Es wird nämlich erzählt: In einer Provinz des Südens liegt die Stadt Mahilaropya. Da regierte ein König namens Amarashakti („unsterbliche Kraft“), ein Paradiesbaum aller Wissenschaften, welcher Meister war in allen Künsten und dessen Füße von der Strahlenfülle der Kronjuwelen der vorzüglichsten Fürsten bedeckt waren. Aber dieser König hatte drei Söhne von der allergrößten Dummheit: Vahushakti, Ugrashakti und Anantashakti mit Namen („viel, schrecklich und unendliche Kraft“). Da nun der König sah, daß diese keinen Sinn für Wissenschaft hatten, rief er seine Räte zusammen und sprach:

„Es ist euch bekannt, daß diese meine Söhne keinen Sinn für Wissenschaft haben und ohne Urteilskraft sind. Drum macht mir mein Königreich, obgleich frei von Dornen - sobald ich jene ansehe - keine Freude. Sagt man ja doch mit Recht: Besser ein Sohn wird gar nicht erst geboren oder stirbt, als daß er töricht sei. Kurz ist der Kummer um diese, aber der Tor betrübt, solang er lebt. Wozu kann eine Kuh nützen, die weder Milch noch Kälber gibt? Wozu kann uns ein Sohn helfen, der weder klug noch tugendhaft ist? Lieber auf Erden den Tod eines Sohnes, als die Dummheit eines in der Familie geborenen, wegen deren sich ein Mensch in der Mitte der Weisen wie ein Bastard schämt.
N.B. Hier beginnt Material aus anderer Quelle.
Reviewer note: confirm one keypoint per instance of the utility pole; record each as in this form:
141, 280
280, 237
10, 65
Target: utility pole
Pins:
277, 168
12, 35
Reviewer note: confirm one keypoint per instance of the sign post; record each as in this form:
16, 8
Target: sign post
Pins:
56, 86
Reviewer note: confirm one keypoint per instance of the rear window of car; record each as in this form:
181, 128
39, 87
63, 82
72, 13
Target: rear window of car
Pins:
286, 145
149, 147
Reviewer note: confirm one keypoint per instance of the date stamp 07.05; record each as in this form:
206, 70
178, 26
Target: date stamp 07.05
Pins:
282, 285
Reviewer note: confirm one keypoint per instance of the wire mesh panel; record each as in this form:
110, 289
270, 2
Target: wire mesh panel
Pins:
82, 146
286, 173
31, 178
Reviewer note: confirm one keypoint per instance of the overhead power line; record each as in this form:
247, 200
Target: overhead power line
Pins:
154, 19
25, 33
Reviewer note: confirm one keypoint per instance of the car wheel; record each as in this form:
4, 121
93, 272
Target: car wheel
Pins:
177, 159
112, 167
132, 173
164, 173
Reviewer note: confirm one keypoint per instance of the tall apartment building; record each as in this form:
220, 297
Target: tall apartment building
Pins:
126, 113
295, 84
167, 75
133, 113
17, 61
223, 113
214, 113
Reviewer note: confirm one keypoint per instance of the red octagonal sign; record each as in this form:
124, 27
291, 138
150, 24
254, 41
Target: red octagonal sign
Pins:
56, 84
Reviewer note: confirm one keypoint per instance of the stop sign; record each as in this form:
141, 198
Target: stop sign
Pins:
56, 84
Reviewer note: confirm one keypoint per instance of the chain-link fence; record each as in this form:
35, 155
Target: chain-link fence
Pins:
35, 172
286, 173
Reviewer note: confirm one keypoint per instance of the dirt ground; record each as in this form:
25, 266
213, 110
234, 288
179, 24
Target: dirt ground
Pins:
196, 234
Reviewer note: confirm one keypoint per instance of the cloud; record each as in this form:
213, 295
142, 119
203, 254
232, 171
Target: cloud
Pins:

Wenn auch jene als Mutter gilt, welche einen Sohn geboren hat, bei dem während der Überlieferung seiner Tugenden dem Schreiber vor Schande der Stift aus den Händen sinkt, sprich, welch Weib ist dann noch unfruchtbar? Besser eine Fehlgeburt, besser Enthaltung von Liebesgenuß, besser eine unfruchtbare Gattin, besser sogar, daß eine Tochter geboren wird, besser, daß er kaum geboren stirbt, besser Verbleibung im Mutterschoß - nur keinen unverständigen Sohn und wäre Schönheit und Reichtum auch sein Teil! Ein einziger Sohn von bravem Sinn, guten Taten und reinem Stamm ist ein Schmuck des ganzen Hauses, wie eine Perle des Diadems. Deswegen muß jedes irgend mögliche Mittel angewendet werden, ihren Verstand zu erwecken.“

Darauf sagten einige: „Majestät! Schon die Grammatik allein erfordert ein Studium von zwölf Jahren. Wenn diese einigermaßen erkannt ist, werden die Schriften über Recht, Erwerb, Genuß und Befreiung studiert, und dann findet Erweckung des Geistes statt (die vier großen Lebensziele im alten Indien: Dharma, Artha, Kama und Moksha, auch übersetzt als: Gerechtigkeit, Wohlstand, Liebe und Befreiung).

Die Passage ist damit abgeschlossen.